What are our search Use Cases?

search("ukesm") OR search("UKESM") OR search("ukes*"):
1. free-text search will be slower because it will check all fields/facets
2. but it will work
3. NOTE: search is case-insensitive
4. NOTE: wild-card "*" should work (or we restrict/ignore it)
search("model=ukesm") OR search("source_id=ukesm"):
1. search ALL namespaces for:
  1. key: "model"
  2. value: "ukesm"
2. sort results (if possible):
  1. with "general" namespace at the top (ideally)
search("cmip6:source_id=ukesm") OR search("general:model=ukesm"):
1. search specific namespace "cmip6" for:
  - key: "model"
  - value: "ukesm"
search("cmip6:source_id=ukesm AND general:variable=air_temperature"):
- Build a combined search expression where these conditions are BOTH TRUE:
  - search specific namespace "cmip6" for:
    - key: "model"
    - value: "ukesm"
  - search specific namespace "general" for:
    - key: "variable"
    - value: "air_temperature"
search("cmip6:source_id=ukesm AND variable=air_temperature"):
- Build a combined search expression where these conditions are BOTH TRUE:
  - search specific namespace "cmip6" for:
    - key: "source_id"
    - value: "ukesm"
  - search ALL namespaces for:
    - key: "variable"
    - value: "air_temperature"
    - sort results (if possible):
      - with "general" namespace at the top (ideally)

agstephens commented 2 years ago

One caveat: if any part of a vocab changes...

we need to:
1. Re-index all those records, OR,...
2. Create an update tool

agstephens commented 2 years ago

From the STAC point of view, we like this:

{
"properties": 
    "source_id":  "ACCESS-ESM1-5"
  }
}

...but we accept that this might be the reality...

{
"properties": 
    "source_id":  ["ACCESS-ESM1-5"]
  }
}

agstephens commented 2 years ago

In terms of the Elasticsearch content, here are some candidate representations:

1. Dictionary per facet that includes namespace:

looks sensible
value is duplicated
would allow simple search using mapped or namespace-specific search terms

{
"properties": 
    "model":  {
         "values": ["ACCESS-ESM1-5"],
         "namespace": "general"
  },
    "source_id":  {
         "values": ["ACCESS-ESM1-5"],
         "namespace": "cmip6"
  }
}

2. Dictionary per facet that includes namespace:

more compact
would require a more complex ES query to separate out the namespace

{
"properties": 
    "source_id":  {
         "values": ["ACCESS-ESM1-5"],
         "namespace": "cmip6",
         "general_term": "model"
  }
}

3. Two separate dictionaries of properties - (1) general, (2) specific to namespace

STAC would only be fed the namespace-specific properties

{
"properties": {
    "source_id": "ACCESS-ESM1-5",
    "namespace": "cmip6"
  },
"general_properties": {
    "model": "ACCESS-ESM1-5",
  }
}

agstephens commented 2 years ago

@rhysrevans3, have a play with the above, maybe (1) and (3) look like the best candidates.

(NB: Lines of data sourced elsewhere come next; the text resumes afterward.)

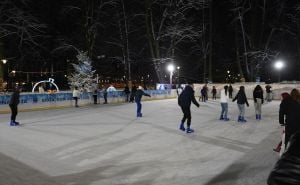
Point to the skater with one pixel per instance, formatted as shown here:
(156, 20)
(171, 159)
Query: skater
(241, 101)
(224, 103)
(95, 96)
(203, 94)
(138, 97)
(184, 101)
(104, 90)
(258, 97)
(284, 97)
(127, 93)
(76, 95)
(268, 93)
(289, 114)
(13, 104)
(214, 93)
(230, 90)
(132, 94)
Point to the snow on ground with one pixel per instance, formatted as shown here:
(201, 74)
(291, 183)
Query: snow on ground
(108, 145)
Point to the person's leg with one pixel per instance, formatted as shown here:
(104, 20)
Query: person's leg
(240, 112)
(14, 112)
(225, 112)
(181, 127)
(138, 109)
(222, 111)
(189, 119)
(95, 99)
(259, 101)
(256, 108)
(105, 99)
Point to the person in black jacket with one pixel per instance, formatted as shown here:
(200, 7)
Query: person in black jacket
(241, 101)
(258, 97)
(289, 114)
(13, 104)
(184, 101)
(138, 97)
(287, 168)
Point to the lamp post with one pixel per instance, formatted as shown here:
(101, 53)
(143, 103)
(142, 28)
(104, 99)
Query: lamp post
(279, 65)
(178, 77)
(171, 69)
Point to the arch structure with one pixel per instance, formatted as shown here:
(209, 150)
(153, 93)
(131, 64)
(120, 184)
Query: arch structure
(50, 80)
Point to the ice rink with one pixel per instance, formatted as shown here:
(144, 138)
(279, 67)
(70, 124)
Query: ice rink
(108, 145)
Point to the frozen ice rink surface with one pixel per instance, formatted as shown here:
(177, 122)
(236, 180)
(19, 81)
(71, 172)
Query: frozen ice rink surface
(108, 145)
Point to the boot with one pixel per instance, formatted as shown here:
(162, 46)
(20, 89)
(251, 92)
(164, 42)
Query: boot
(182, 127)
(243, 119)
(189, 130)
(12, 123)
(226, 119)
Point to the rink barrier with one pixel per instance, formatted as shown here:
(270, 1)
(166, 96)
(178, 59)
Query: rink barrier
(42, 101)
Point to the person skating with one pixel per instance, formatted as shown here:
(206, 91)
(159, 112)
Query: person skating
(127, 93)
(76, 95)
(214, 93)
(230, 90)
(13, 104)
(258, 97)
(184, 101)
(224, 103)
(138, 97)
(289, 114)
(241, 101)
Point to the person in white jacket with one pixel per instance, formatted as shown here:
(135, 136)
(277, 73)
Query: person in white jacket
(224, 97)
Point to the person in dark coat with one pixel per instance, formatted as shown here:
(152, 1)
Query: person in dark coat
(284, 96)
(95, 96)
(138, 97)
(184, 101)
(132, 94)
(13, 104)
(104, 90)
(268, 93)
(230, 90)
(127, 93)
(289, 114)
(287, 168)
(258, 97)
(241, 101)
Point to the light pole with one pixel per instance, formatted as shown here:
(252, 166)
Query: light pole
(279, 65)
(178, 68)
(171, 69)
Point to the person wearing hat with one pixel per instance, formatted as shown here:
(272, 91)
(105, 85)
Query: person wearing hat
(138, 96)
(13, 104)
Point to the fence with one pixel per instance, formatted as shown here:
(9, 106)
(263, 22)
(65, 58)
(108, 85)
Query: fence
(64, 99)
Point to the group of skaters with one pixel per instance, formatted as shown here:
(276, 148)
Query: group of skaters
(287, 168)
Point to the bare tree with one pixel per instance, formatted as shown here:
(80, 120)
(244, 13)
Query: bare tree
(172, 27)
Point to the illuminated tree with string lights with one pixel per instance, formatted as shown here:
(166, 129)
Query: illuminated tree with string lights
(83, 77)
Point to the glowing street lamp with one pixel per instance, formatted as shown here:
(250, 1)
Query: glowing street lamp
(178, 68)
(279, 65)
(171, 69)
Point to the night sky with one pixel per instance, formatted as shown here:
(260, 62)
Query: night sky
(37, 38)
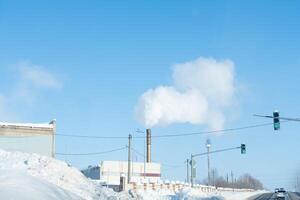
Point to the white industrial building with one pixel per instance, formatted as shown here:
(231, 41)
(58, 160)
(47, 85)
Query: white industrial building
(28, 137)
(110, 172)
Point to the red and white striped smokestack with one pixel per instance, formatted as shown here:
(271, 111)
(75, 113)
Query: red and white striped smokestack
(148, 131)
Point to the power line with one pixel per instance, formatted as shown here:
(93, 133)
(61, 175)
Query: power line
(171, 135)
(92, 153)
(157, 136)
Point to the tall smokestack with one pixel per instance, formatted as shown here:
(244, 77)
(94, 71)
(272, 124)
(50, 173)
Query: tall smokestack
(148, 145)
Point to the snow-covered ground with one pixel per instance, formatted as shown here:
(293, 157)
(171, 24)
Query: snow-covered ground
(191, 194)
(53, 174)
(31, 176)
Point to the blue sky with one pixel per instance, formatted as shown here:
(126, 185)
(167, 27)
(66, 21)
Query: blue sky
(102, 55)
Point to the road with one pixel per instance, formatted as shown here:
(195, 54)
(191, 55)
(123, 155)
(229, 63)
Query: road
(272, 196)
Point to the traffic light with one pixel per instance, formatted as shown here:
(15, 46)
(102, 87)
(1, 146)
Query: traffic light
(276, 121)
(243, 149)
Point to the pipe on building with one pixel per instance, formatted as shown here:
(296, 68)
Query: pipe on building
(148, 131)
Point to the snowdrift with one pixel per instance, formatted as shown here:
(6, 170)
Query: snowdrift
(34, 177)
(40, 173)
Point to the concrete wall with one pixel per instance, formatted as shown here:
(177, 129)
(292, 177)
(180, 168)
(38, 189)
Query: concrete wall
(29, 138)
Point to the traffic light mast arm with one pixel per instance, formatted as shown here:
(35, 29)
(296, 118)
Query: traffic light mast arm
(282, 118)
(216, 151)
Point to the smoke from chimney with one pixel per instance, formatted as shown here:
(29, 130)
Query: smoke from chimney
(148, 131)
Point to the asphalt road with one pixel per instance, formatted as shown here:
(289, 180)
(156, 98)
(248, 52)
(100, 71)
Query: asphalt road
(272, 196)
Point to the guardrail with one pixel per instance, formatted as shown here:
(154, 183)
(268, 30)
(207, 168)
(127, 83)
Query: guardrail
(176, 186)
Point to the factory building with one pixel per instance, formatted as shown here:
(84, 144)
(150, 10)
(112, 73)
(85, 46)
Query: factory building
(116, 173)
(29, 138)
(110, 172)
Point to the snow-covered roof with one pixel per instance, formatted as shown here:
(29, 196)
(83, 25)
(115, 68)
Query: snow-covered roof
(28, 125)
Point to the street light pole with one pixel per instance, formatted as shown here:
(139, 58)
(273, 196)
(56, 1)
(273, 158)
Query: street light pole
(208, 145)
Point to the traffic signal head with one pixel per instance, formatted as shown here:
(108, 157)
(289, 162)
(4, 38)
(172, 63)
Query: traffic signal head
(243, 149)
(276, 121)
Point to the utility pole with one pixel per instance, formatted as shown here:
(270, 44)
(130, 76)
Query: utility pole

Might (3) be fastest?

rhysrevans3 commented 2 years ago

Separate dictionaries nested within properties:
- benefit of two separate dictionaries
- allows for more than one vocab namespace to be used
- still have value duplication

{
"properties": {
    "cmip6”: {
        ”source_id": "ACCESS-ESM1-5",
    },
    "general": {
        "model": "ACCESS-ESM1-5",
    }
}

rhysrevans3 commented 2 years ago

Could we need multiple vocabs for a single item? How do we deal with CEDA specific facets?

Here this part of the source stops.